ノイスは、トム・ウルフが正しく強調したように、確かに会衆派の牧師の息子であり、孫であった。しかし、ロックも少なくともノイスと同じくらいの情熱で、ヒエラルキーを嫌っていた。ロックは小さな町のいじめられっ子で、ユダヤ人で、身体の安全を脅かされていた少年だった。青年期の彼は軍隊の階段的硬直性を軽蔑した。彼は東海岸の窮屈な会社組織から機会をとらえて、自分自身を解放した。簡潔な事実に基づき、率直に助言する彼は、ノイスと同様に虚勢や気取った態度を見せる相手に厳しかった。

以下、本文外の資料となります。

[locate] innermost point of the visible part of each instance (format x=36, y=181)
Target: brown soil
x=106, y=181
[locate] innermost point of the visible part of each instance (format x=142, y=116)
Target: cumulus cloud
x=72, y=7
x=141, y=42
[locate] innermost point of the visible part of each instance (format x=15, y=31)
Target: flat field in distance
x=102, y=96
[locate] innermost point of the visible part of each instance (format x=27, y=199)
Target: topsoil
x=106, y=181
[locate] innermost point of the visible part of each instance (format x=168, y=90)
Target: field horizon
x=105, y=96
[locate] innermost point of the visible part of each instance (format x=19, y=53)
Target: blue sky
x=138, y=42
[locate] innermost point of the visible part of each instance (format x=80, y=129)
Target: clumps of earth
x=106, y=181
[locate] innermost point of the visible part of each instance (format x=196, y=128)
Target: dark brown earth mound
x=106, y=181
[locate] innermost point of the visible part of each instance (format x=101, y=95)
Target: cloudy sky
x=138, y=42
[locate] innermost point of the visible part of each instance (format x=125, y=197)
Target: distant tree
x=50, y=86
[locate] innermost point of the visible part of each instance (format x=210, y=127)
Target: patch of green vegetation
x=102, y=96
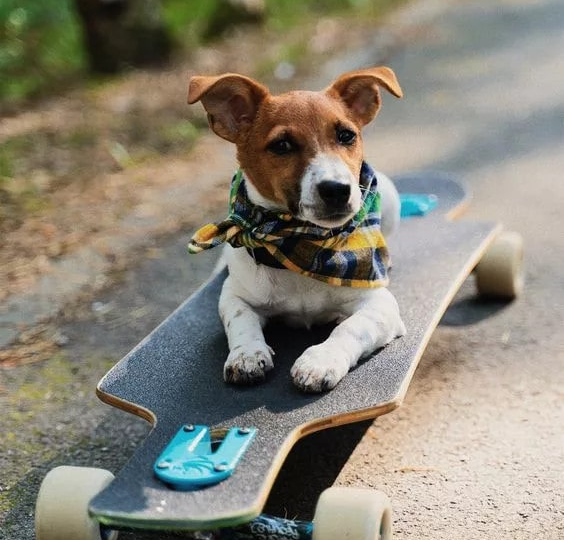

『The Power Law ベンチャーキャピタルが変える世界』セバスチャン・マラビー著/村井浩紀訳
もし、トム・ウルフがノイスではなく、ロックを取り上げて大作を書いていたなら、シリコンバレーの平等主義的な文化は、起業家よりも、むしろ資金提供者のほうに由来すると位置づけたかもしれない。真実はきっとその中間に潜んでいる。